# Are there any practical uses of position derivatives beyond Jerk?

Jerk, or the rate of change of acceleration and knowing it has important applications in manufacturing and in motion control (for instance automobiles).
For the life of me, I can’t recall ever reading about the derivatives beyond third order, except that they exist (wiki tells me they are called “snap”, “crackle” and “pop”).
Is there any practical application where the calculating of snap is necessary? Do SpaceX engineers worry about Falcon9 's crackle?

The quintessential example I’ve always heard is that the Hubble Space Telescope engineers set limits on snap/jounce. Wikipedia mentions this. However, their cite leads to this page, which is a dead end. They don’t cite any NASA documentation to support the claim.

I do have a personal theory as to what happened. Since a crucial aspect of Hubble is that it rotates to aim in a certain direction, it may make sense to put a limit on rotational jerk. But rotational derivatives are “one higher” than the equivalent linear derivative. A constant hub speed will have particles on the edge experiencing constant acceleration. An accelerating hub will have particles experiencing jerk. And a hub with non-zero jerk will have particles experiencing jounce/snap. So it may be that they didn’t explicitly limit jounce, but did so indirectly by limiting rotational jerk.

More on the HST, IIRC: they considered 11 orders of time derivative when designing it. I think that means position, velocity, acceleration, jerk, snap, crackle, pop, and 4 more.

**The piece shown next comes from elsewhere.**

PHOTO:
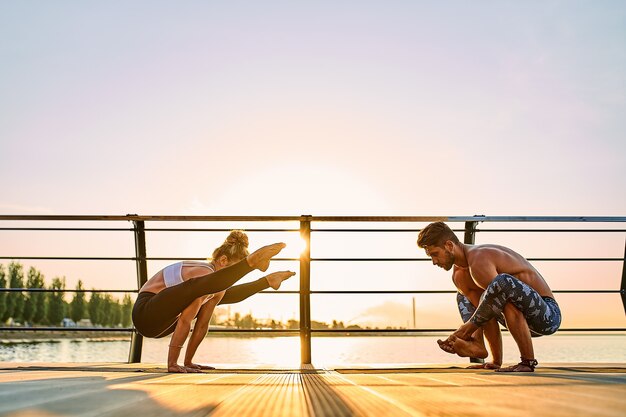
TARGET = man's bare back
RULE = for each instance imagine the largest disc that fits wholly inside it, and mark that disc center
(501, 260)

The only way I could see that happening would be if they were producing a power-series expansion for some function or another (which may not necessarily have been a position function).

What’s after “Pop”?

Fee, Fie, Foe, and Fum ?

Jeez, I just add milk and maybe some cut fruit

Derivatives of higher order may not all have agreed-upon names, and not often have practical uses, but at least all the derivatives on one function, namely ex are easy to deal with.

The trig functions and the hyperbolic trig functions are nearly as easy.

(Aside)
A bunch of mathematical functions are at a party, and one says to another, “Hey, don’t talk to that guy over there. He’s the derivative operator. He’ll differentiate you!” And the other replies “I’m not afraid of any derivative operator, I’m e^x.” So he goes over and says “Hi, I’m e^x.”, and the other function says “Nice to meet you; I’m the derivative with respect to y.”.

Just so it be clear, what is the mechanical mechanism by which large values of 3rd, 4th, … derivatives fracture or destroy structural materials? How to figure out acceptable limits for my toaster or LEO rocket?